Sapiens: Foundation for Human Vision Models
๐ Abstract
The paper presents Sapiens, a family of models for four fundamental human-centric vision tasks: 2D pose estimation, body-part segmentation, depth estimation, and surface normal prediction. The models are pretrained on a large-scale dataset of over 300 million in-the-wild human images, which significantly boosts their performance on these tasks compared to existing methods. The resulting models exhibit strong generalization to real-world data, even with limited labeled data or synthetic supervision. The paper also introduces new, more detailed annotations for pose estimation and body-part segmentation to better capture the nuances of human appearance and movement.
๐ Q&A
[01] Pretraining at Scale
1. What are the key insights from prior work that the authors leverage for their approach? The authors note that leveraging large datasets and scalable model architectures is key for generalization, as shown in prior work. They also adopt the pretrain-then-finetune approach to enable adaptation to specific tasks with minimal adjustments.
2. What is the critical question the authors aim to address regarding pretraining data? Given computational limits, the authors investigate whether it is more effective to pretrain on a large number of general images or a curated set of human-specific images for downstream human-centric tasks.

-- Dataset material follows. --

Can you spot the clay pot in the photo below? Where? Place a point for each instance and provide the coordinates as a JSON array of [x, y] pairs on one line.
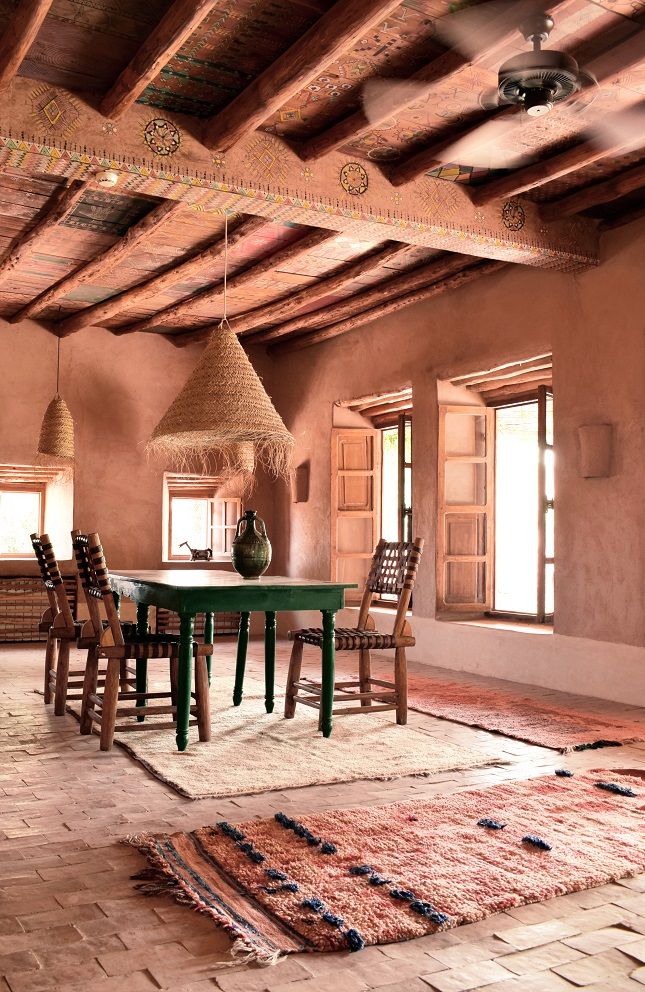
[[251, 551]]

3. How does the authors' pretraining dataset, Humans-300M, differ from prior large-scale datasets? Humans-300M is a proprietary dataset of approximately 300 million in-the-wild human images, which the authors use to pretrain their Sapiens models. This dataset is focused exclusively on human images, unlike more general datasets used in prior work.
[02] Model Architecture and Training
1. What pretraining approach do the authors use, and why? The authors use the masked autoencoder (MAE) approach for pretraining, as it has a single-pass inference model compared to contrastive or multi-inference strategies, allowing them to process a larger volume of images with the same computational resources.

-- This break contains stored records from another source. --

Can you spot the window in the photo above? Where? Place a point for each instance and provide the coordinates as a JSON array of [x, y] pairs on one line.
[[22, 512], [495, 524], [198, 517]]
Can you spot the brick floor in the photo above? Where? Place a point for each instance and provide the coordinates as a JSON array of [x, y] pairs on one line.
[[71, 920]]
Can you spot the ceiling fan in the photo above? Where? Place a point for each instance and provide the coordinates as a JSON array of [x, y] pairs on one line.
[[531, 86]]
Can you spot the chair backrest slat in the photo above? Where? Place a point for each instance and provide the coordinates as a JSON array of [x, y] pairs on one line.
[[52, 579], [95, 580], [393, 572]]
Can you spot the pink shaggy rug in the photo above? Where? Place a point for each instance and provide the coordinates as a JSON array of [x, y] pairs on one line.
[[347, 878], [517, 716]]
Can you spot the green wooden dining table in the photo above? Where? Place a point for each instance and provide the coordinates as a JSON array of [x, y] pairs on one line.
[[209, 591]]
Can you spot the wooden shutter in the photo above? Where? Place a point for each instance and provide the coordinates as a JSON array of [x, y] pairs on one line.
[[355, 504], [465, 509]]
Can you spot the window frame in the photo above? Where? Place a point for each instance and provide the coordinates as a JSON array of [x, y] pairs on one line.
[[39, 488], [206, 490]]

2. How do the authors' models differ from prior work in terms of input resolution and model scale? The authors' models are pretrained at a native resolution of 1K pixels, which is a significant increase compared to the typical 224-256 pixels used in prior work. They also scale their models up to 2 billion parameters, which is larger than commonly used vision backbones.
[03] Human-Centric Vision Tasks
1. What are the four key human-centric vision tasks the authors focus on? The four tasks are: 2D pose estimation, body-part segmentation, depth estimation, and surface normal prediction.
2. How do the authors' annotations for pose estimation and body-part segmentation differ from prior datasets? For pose estimation, the authors introduce a more comprehensive set of keypoints, including the body, hands, feet, surface, and face. For body-part segmentation, they expand the class vocabulary to 100 classes, covering more detailed parts such as hair, tongue, teeth, and upper/lower lip.
3. How do the authors leverage synthetic data for depth and normal estimation? The authors use high-resolution photogrammetry human scans from the RenderPeople dataset to generate synthetic images with ground-truth depth maps and surface normals, which they use to train their depth and normal estimation models.
[04] Experimental Results
1. What are the key findings from the authors' benchmarking across the four tasks? The authors' Sapiens models consistently outperform existing state-of-the-art methods across the 2D pose estimation, body-part segmentation, depth estimation, and surface normal prediction tasks. They attribute this to the combination of large-scale pretraining on human-specific data and the use of high-quality or synthetic annotations.
2. How do the authors' models demonstrate generalization to in-the-wild settings? The authors show that their models, despite being fine-tuned on studio or synthetic data, are able to generalize well to real-world, unconstrained environments, exhibiting robust performance.
3. What are the limitations of the authors' models, and how do they envision future improvements? The authors note that their models still struggle with complex or rare poses, heavy occlusion, and crowded scenes. They suggest that a detect-and-crop strategy and human-in-the-loop supervision could help address these limitations in future work.